I could end my story here, but I won't because I'd be missing the most important part. Cancer may leave your body, but it never leaves your mind.
Sometimes the reminders are physical, sometimes mental. Like every time you go
for follow-up blood work and scans and worry about the results and boy do I know about that too many times I've seen this cancer patients complete their last chemo or radiation treatment they ring the bell so many cancer treatment centers have and they're told they're
good to go only they're not far from it.
What Dr. Sardi has created with the Abdominal Cancers Alliance is the ultimate support no matter where you are in your cancer journey. You may be at the very beginning, like I was because of my mom concerned that your family history means you are destined to get
cancer.
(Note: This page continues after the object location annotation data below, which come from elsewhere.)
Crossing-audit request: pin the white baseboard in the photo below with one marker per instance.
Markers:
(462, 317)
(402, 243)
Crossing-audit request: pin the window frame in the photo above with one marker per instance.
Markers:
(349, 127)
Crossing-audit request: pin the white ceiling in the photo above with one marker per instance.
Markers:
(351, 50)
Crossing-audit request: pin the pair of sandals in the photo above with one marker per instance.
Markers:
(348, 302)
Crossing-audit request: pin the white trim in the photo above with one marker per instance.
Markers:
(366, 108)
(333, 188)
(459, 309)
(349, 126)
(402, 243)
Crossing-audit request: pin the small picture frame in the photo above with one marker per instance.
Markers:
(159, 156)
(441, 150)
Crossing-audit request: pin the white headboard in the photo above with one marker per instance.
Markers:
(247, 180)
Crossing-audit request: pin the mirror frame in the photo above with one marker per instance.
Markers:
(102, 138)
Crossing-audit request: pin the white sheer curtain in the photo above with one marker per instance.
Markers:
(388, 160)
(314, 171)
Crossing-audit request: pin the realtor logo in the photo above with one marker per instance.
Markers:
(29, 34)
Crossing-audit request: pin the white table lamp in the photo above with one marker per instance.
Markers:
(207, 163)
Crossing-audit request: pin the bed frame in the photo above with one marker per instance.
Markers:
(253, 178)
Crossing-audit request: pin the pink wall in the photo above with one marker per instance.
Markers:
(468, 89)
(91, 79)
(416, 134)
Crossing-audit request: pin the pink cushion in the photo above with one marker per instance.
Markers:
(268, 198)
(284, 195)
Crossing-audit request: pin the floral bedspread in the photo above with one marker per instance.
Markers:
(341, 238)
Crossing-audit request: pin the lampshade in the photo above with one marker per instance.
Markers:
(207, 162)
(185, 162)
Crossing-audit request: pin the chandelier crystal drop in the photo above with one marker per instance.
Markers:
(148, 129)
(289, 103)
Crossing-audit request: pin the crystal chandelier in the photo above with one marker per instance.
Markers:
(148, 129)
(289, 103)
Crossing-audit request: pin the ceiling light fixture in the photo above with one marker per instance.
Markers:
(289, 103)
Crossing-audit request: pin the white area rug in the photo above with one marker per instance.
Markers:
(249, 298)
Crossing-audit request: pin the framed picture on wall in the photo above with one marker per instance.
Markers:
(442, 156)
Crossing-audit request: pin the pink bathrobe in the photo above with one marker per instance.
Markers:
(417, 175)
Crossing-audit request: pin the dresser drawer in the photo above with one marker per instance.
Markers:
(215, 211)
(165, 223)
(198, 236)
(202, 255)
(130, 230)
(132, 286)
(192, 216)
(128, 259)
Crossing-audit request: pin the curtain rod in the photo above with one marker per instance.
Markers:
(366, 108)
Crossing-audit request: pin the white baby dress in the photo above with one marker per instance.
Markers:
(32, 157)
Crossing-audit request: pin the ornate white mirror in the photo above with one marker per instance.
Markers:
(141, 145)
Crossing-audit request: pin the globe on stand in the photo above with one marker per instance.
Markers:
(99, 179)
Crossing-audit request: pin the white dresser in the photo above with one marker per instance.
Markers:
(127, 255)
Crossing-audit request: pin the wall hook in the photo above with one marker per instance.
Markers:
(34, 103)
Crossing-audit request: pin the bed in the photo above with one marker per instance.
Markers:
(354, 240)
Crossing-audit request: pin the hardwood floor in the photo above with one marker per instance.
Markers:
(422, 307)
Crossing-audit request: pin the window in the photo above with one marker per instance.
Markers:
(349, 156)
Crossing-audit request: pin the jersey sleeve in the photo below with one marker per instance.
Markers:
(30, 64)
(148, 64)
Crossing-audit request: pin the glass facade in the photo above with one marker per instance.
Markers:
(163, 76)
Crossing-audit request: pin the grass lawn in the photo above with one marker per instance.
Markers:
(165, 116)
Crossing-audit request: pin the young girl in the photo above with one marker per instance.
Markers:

Or you may be newly diagnosed and wondering which treatment options are best for you to survive. You may be in the middle of a chemo cycle or radiation cycle and realizing the toll it's taking on you and your loved ones. You're trying to figure out how you and they can best cope. Whether it's finding food you actually want to eat or just getting transportation to the infusion center. Or you may be trying to move forward after treatment has been completed and your mind and perhaps your body has been changed forever and you just need to talk with a support group. people who can look you in the eye and say, "I know I've been there, too."
All I can say now that I've been there too as well is we all need a team to truly thrive before, during, and after cancer. A team to get us the right diagnosis, the right treatment, and the best odds of survival and living our lives to the fullest.
Dr. Sardi, his colleagues across the country and the Abdominal Cancers Alliance do
exactly that. And the best part is they don't charge a penny. Words cannot express how grateful I am that it exists and it has my full support.
Thank you so much for listening to my story. I hope it helps.